That's a dangerous statement. Your lifestyle is different to the lifestyle of
the Chinese over the past few millennia.

People in northern Europe eat very large quantities of cholesterol-rich foods:
salted/cured pig fat, and a thick meat-based jell-o made by boiling pig legs
for hours, are two popular dishes in Russia. This diet is not only tolerable,
but is recommended during the colder months, as (1) fat is the best energy
store we have, and (2) cholesterol reduces the freezing point of lipid cell
membranes, helping maintain their fluidity. On the other hand, such a diet
would be outright suicidal for an average middle-American.

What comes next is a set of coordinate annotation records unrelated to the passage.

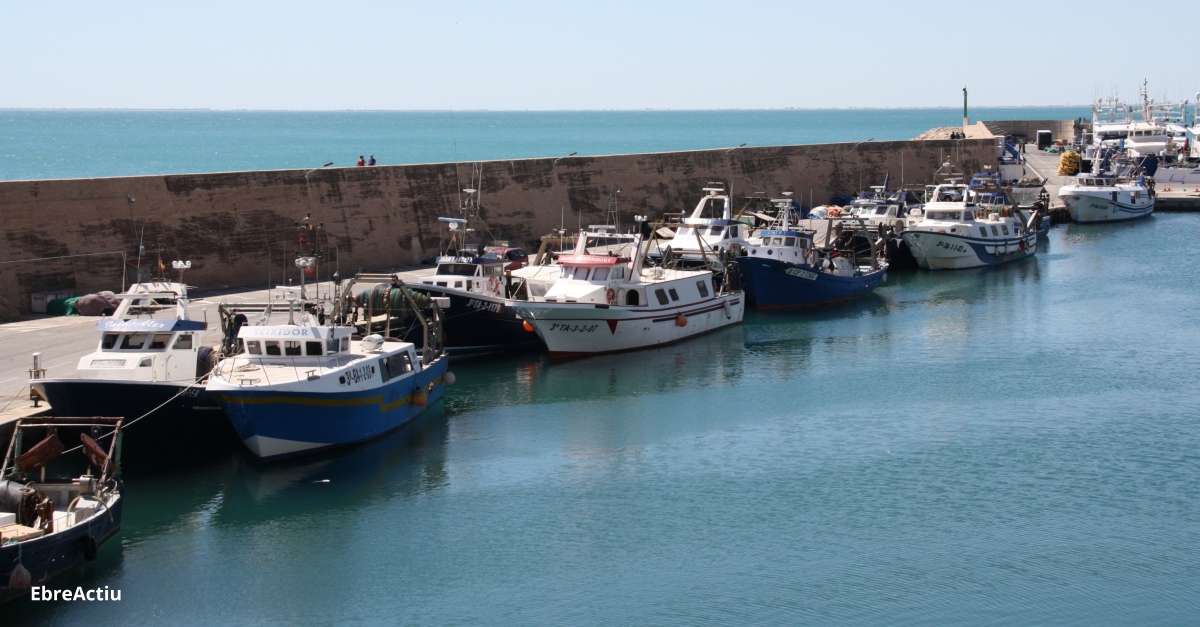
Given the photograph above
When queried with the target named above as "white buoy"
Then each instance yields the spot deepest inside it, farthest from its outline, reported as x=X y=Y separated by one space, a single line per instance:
x=372 y=342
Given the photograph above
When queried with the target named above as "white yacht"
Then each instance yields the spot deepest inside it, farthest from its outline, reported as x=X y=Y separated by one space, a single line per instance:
x=1095 y=198
x=605 y=304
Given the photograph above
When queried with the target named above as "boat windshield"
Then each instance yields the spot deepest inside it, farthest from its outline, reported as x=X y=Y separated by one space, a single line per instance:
x=459 y=269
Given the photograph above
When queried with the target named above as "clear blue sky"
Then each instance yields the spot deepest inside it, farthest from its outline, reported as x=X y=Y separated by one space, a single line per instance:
x=580 y=55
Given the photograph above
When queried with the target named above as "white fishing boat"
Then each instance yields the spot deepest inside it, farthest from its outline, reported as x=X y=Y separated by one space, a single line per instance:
x=1095 y=198
x=709 y=230
x=301 y=387
x=959 y=234
x=606 y=304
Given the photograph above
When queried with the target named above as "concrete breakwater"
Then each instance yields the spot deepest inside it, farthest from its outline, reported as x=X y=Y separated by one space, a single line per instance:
x=238 y=228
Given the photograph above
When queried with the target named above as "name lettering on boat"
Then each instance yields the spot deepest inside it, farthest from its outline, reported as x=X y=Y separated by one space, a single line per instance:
x=483 y=305
x=802 y=274
x=574 y=328
x=358 y=375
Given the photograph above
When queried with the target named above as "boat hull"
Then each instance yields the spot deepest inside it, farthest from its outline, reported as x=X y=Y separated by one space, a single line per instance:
x=187 y=416
x=282 y=423
x=474 y=324
x=771 y=284
x=949 y=251
x=580 y=329
x=52 y=555
x=1098 y=210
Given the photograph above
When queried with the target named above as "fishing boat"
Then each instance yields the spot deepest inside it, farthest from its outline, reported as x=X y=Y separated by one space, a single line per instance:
x=301 y=387
x=49 y=525
x=149 y=358
x=607 y=304
x=783 y=268
x=707 y=231
x=954 y=233
x=477 y=320
x=1093 y=198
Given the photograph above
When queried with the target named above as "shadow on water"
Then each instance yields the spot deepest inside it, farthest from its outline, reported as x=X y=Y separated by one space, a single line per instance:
x=534 y=378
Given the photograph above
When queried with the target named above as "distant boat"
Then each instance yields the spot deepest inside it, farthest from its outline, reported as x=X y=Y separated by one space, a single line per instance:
x=954 y=233
x=607 y=304
x=1092 y=198
x=783 y=268
x=303 y=387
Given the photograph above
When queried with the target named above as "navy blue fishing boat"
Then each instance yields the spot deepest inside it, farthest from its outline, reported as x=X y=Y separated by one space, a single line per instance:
x=784 y=269
x=48 y=525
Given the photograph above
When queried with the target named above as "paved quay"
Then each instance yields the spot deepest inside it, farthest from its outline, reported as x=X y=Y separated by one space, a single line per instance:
x=63 y=340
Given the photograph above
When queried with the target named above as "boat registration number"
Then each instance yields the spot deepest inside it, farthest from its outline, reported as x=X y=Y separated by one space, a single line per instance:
x=495 y=308
x=574 y=328
x=802 y=274
x=358 y=375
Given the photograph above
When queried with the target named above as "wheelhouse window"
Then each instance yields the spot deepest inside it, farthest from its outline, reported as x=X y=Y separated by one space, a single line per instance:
x=461 y=269
x=135 y=341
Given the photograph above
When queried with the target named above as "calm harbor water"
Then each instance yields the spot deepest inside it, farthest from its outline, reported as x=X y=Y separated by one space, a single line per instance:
x=57 y=144
x=1012 y=446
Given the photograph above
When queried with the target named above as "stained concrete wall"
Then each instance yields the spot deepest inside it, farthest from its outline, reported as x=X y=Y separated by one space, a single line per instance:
x=238 y=228
x=1065 y=130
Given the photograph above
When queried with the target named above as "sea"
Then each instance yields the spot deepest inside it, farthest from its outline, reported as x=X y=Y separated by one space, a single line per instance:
x=1002 y=447
x=57 y=144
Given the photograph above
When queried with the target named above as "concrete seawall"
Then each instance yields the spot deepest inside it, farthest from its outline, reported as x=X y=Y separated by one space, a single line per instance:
x=238 y=228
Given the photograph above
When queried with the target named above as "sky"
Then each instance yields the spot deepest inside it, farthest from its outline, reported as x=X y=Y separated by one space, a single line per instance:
x=574 y=54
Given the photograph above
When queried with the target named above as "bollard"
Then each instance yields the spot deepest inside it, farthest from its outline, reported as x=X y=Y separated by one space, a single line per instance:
x=36 y=374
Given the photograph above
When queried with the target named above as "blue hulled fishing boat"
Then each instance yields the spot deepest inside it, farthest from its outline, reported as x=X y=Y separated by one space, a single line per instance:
x=783 y=268
x=303 y=387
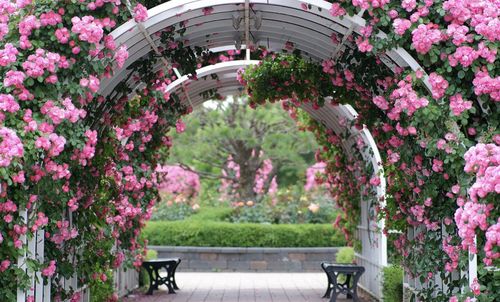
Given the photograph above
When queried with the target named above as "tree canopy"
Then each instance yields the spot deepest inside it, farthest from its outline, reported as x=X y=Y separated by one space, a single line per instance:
x=231 y=129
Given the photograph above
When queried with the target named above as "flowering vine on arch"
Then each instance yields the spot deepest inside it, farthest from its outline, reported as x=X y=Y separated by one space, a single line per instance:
x=55 y=129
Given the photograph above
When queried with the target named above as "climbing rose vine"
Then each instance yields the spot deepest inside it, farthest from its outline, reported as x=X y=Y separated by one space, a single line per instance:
x=78 y=166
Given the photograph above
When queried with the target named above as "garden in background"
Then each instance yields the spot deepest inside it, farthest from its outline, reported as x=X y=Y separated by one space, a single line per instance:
x=242 y=177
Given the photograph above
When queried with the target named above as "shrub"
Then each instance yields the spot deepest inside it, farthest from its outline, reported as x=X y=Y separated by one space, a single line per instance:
x=195 y=232
x=392 y=284
x=101 y=290
x=291 y=205
x=176 y=211
x=345 y=255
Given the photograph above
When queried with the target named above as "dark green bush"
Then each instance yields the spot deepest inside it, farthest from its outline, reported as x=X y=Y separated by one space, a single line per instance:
x=288 y=207
x=392 y=284
x=206 y=232
x=101 y=290
x=176 y=211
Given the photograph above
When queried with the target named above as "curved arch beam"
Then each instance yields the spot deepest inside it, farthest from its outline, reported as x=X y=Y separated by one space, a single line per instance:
x=180 y=10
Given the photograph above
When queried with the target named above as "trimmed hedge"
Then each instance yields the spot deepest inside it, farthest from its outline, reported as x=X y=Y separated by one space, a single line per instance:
x=392 y=284
x=209 y=233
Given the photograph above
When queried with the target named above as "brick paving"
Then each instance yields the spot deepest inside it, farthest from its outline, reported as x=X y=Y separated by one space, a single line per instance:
x=243 y=287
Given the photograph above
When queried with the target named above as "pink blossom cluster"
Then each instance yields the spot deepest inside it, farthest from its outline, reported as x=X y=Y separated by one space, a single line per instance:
x=336 y=10
x=8 y=103
x=121 y=55
x=458 y=33
x=52 y=143
x=92 y=82
x=438 y=84
x=58 y=115
x=401 y=25
x=176 y=180
x=7 y=208
x=36 y=64
x=8 y=55
x=484 y=84
x=58 y=171
x=262 y=176
x=14 y=78
x=50 y=269
x=314 y=175
x=492 y=242
x=7 y=8
x=40 y=221
x=459 y=105
x=483 y=16
x=88 y=151
x=464 y=55
x=10 y=146
x=381 y=102
x=64 y=232
x=88 y=29
x=50 y=18
x=366 y=4
x=453 y=252
x=468 y=218
x=405 y=99
x=424 y=36
x=28 y=24
x=140 y=13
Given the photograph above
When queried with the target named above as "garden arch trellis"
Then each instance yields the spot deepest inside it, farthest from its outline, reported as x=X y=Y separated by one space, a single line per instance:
x=139 y=38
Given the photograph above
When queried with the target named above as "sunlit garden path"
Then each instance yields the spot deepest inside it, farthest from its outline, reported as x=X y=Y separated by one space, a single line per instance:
x=242 y=287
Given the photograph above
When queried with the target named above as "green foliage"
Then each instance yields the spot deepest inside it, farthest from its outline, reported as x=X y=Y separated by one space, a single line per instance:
x=289 y=206
x=212 y=214
x=102 y=290
x=212 y=133
x=392 y=284
x=224 y=234
x=345 y=255
x=176 y=211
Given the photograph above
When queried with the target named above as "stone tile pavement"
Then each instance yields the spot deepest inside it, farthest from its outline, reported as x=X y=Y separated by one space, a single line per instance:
x=243 y=287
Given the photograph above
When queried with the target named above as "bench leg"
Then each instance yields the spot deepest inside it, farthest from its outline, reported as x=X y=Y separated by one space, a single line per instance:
x=173 y=275
x=328 y=289
x=151 y=281
x=334 y=296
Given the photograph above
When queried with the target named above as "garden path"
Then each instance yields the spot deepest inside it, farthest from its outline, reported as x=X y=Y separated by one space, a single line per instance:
x=243 y=287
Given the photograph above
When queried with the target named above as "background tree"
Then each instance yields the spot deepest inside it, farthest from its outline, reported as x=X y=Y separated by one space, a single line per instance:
x=232 y=130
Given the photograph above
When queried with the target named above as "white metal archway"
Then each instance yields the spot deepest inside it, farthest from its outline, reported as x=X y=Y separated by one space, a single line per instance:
x=269 y=23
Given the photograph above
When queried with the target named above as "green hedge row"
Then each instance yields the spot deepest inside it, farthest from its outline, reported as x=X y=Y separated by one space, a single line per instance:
x=209 y=233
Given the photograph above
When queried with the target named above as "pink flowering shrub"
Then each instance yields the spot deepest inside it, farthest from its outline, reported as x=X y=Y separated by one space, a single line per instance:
x=176 y=180
x=83 y=164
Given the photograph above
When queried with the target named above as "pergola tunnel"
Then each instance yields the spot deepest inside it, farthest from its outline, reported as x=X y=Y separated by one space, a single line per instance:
x=402 y=97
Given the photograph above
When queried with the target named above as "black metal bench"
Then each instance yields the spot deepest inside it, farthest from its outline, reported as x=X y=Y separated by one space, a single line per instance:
x=153 y=268
x=349 y=287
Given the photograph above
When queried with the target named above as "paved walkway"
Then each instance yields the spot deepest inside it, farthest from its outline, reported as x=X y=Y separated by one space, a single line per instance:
x=243 y=287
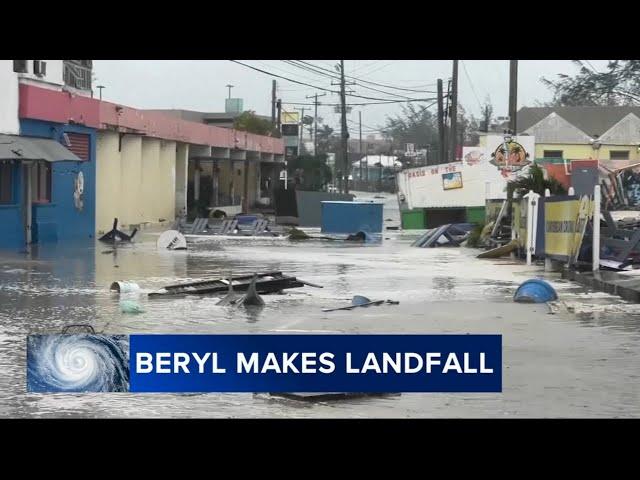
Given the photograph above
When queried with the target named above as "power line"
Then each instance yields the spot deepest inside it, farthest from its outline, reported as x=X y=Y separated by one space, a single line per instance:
x=320 y=72
x=370 y=82
x=313 y=86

The same cultures also eat large quantities of heavily-salted preserved
vegetables during the winter; the salt is not particularly good for you, but
the negatives are outweighed by the benefits of vitamins in the vegetables,
which would otherwise be unavailable in the winter months. Again, not
recommended for the average American who has access to fresh fruit and
vegetables all year.

In Australia, people are hospitalised every year from over-eating after a rich
Christmas turkey meal in 40C heat. The tradition evolved in the English
winter, where energy demands are higher and digestive systems operate at a
greater efficiency.

I do agree with you on the fads. Human metabolism is still sufficiently
misunderstood that any claim that advocates particular extreme dietary
behaviour will ultimately be proven wrong. The sequence of events usually goes
something like this: x provides essential nutrients -> x is added to every
product on the market -> scientists claim x causes cancer! -> scientists
discover a way to emulate x with y, a healthy alternative! -> y is added to
every product on the market -> scientists claim y causes cancer! -> ...

Those claim are generally true, technically. Everything you eat kills you; the
trick is balance and moderation.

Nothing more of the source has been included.